Friday 8th August - Saw George Marshall do his Climate Rollercoaster presentation today - excellent - I am a bit of a fan. Went to a couple of religious workshops today - one discussing religions' place at Climate camp and one on Green Spirituality. All very interesting and enlightening and nice to see that we were all in agreement about so many things. 20 of us met to pray for the day of action tomorrow.

Saturday 9th August - Our day of action. Us Christians joined the peaceful police escorted march to the power station carrying banners saying "Kingsnorth, the end is nigh" and "Consume cake, not coal". When we got to some gates, we sat in a circle and sang and prayed for the end of Kingsnorth. While people were milling around, chatting to policemen, a helicopter flying overhead instructed us to disperse in 10 minutes or horses, dogs and batons would be used! 19 of us, including 4 of our group decided to stay and sang protest songs as we were dragged off one by one by riot police. We carried on singing for a while as we sat in the policevan - the acoustics of the individual cells of a police van are quite good - rather like singing in the bath.
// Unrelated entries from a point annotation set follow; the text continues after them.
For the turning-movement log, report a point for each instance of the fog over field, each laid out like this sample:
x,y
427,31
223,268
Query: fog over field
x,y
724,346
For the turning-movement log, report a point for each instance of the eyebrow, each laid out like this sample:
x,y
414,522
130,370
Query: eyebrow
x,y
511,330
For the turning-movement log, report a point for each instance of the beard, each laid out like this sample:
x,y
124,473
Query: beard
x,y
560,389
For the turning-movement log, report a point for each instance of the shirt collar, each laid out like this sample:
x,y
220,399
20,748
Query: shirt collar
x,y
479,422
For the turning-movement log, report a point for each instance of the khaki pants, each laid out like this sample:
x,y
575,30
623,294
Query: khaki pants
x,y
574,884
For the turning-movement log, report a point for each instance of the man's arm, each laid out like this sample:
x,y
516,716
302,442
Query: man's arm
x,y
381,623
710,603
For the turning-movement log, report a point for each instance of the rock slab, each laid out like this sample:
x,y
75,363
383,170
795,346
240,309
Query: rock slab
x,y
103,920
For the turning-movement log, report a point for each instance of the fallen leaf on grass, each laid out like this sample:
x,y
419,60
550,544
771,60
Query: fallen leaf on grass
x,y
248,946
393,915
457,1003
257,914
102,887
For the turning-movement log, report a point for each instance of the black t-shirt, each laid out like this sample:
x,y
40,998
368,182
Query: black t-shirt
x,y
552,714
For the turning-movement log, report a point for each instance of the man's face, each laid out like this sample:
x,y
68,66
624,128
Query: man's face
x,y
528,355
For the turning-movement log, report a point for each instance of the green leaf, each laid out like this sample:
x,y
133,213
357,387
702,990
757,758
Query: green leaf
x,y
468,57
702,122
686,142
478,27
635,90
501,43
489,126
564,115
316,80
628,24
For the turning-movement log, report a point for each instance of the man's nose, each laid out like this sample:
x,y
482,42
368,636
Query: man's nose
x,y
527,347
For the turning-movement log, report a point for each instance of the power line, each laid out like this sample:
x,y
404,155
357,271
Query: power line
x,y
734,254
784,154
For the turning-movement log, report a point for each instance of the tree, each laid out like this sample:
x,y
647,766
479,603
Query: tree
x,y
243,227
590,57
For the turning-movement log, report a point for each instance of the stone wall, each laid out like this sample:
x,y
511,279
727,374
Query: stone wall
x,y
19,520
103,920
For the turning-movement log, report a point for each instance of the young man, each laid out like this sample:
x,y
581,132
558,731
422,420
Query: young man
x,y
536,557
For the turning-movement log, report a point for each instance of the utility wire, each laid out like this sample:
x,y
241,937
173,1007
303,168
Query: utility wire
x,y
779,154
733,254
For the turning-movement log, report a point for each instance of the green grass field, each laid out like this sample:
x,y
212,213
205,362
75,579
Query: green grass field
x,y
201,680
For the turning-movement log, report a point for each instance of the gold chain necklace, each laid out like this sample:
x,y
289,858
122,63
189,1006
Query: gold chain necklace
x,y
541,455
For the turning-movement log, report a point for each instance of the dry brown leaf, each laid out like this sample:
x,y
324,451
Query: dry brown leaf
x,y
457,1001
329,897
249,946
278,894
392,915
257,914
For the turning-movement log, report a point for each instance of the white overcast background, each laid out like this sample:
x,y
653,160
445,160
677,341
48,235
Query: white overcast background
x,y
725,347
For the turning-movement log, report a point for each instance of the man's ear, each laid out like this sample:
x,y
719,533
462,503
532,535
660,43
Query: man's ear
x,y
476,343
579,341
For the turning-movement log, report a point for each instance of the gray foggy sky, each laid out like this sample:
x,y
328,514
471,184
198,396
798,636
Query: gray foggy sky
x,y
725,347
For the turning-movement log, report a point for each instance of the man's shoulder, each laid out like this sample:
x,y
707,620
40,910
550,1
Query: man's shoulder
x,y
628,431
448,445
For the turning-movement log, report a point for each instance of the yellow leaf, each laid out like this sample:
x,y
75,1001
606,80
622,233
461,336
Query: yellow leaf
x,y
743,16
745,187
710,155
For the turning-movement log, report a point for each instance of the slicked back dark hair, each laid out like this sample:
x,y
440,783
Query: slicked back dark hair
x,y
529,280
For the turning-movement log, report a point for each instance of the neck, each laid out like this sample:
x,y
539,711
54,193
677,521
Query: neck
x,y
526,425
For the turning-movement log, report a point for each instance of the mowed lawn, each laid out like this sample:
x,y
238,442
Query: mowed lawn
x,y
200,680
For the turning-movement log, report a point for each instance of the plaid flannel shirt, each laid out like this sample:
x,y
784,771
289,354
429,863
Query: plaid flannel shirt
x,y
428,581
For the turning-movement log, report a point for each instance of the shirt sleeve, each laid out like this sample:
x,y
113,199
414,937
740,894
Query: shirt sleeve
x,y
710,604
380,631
Sunday 10th August - I am drafting this blog from a pristinely clean new police cell in Kent. Rather liberating to have nothing but a Bible, a pen and paper, a couple of blankets and the clothes I came in. Nothing to do but sleep, pray, read the Bible and write this blog and I have been mostly sleeping - the matress is twice as think as my camping matress and it's lovely and quiet. I'm sure it's rather different if you had to stay here for any length of time. The policeman checking me in was friendly and joking "have you taken drugs or alcohol today and if not, why not?" and keen to talk about how much he supports our cause. The freckled jailor who delivered my room service said that he wished that he had people like us more often as we were so polite. I said we would do our best! We got off with a caution and I even got back in time for a shower and dinner before our Hartley Wintney Operation Noah Group meeting in the evening! It's quite hard to be back in the real world, with all the STUFF, and all the people who don't KNOW what we know. A funny thing - I told a detective who was in charge of getting us from the van to our cells that Climate Camp was like an oasis of how things should be and he said that the name of the police project in charge of the Climate Camp action, randomly generated by a computer was "Operation Oasis".
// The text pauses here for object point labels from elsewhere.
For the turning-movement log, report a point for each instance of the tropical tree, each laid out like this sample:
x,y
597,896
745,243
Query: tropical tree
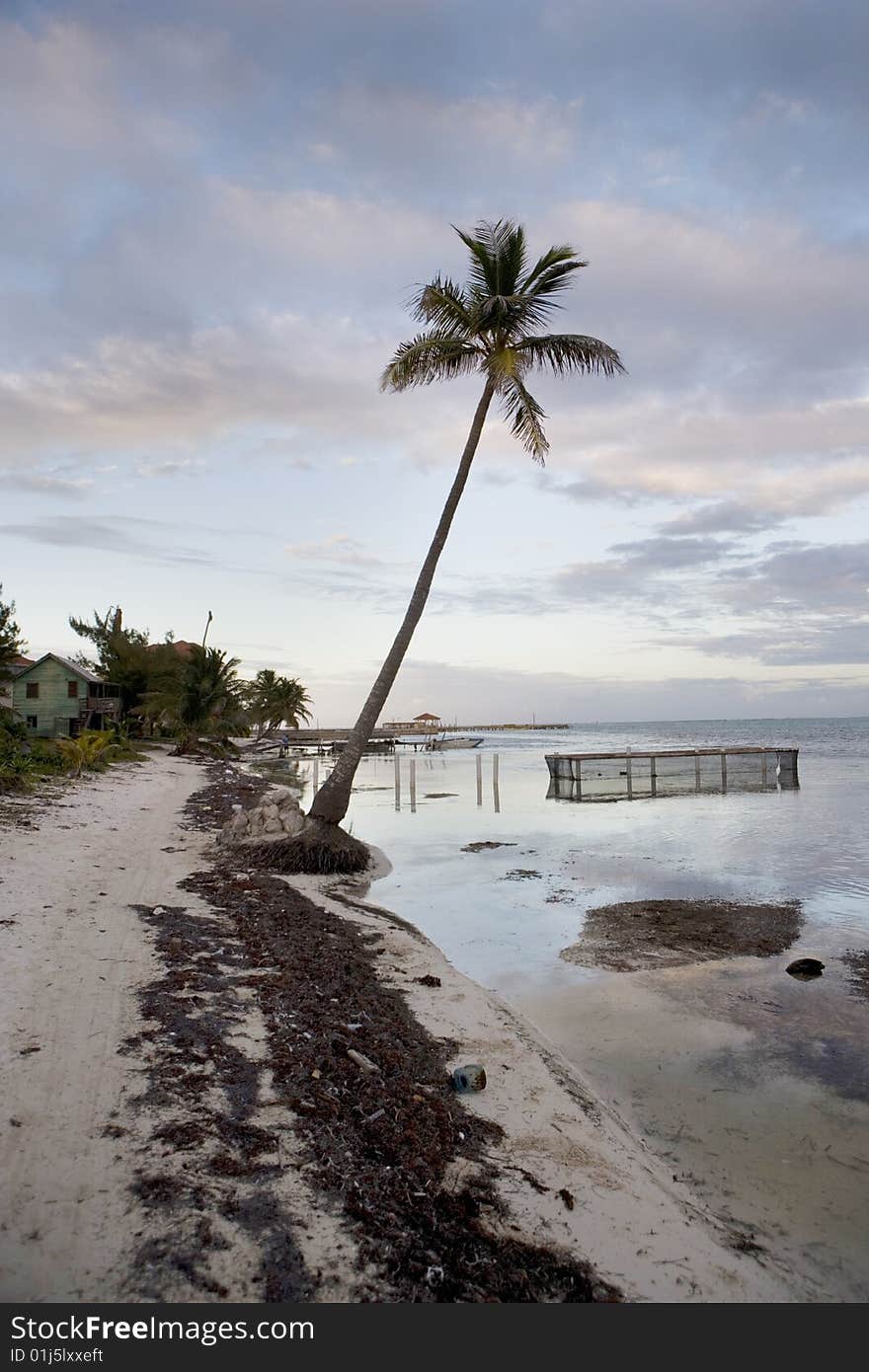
x,y
275,700
202,699
493,327
11,641
119,654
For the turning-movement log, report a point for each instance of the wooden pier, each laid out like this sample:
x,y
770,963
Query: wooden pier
x,y
634,773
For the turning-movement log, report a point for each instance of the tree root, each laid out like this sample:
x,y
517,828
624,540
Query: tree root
x,y
320,848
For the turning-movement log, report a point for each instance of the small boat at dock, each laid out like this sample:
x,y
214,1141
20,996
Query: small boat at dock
x,y
446,741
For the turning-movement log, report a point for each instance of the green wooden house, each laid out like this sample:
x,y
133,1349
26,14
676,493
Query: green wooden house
x,y
58,699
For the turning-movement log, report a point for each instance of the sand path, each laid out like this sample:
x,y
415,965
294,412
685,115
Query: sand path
x,y
71,957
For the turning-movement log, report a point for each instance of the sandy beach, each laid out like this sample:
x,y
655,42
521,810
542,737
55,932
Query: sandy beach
x,y
157,1140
Addendum.  Reading through this, my experience seems rather at odds with what others have reported e.g. www.climatecamp.org.uk which shows that there was a lot of unnecessary police brutality against the protestors.  I guess I was lucky not to be on the receiving end of any of this and I would agree that the protest seemed to be incredibly over-policed and there was a lot of unnecessary controls.  All food and supplies for the camp, which was feeding 1200 plus people per day at a suggested £4 day donation, had to be wheel-barrowed about 1/2 a kilometer to the site and we had to go through a police check point on the way out and the way in!  Hundreds of items were confiscated - from bicycle locks to hand made soap.   A friend had his walking stick confiscated on his way in and it was not returned to him on his way out - I believe that this was because they lost it, not because they meant not to return it, but either way, my friend was not too pleased!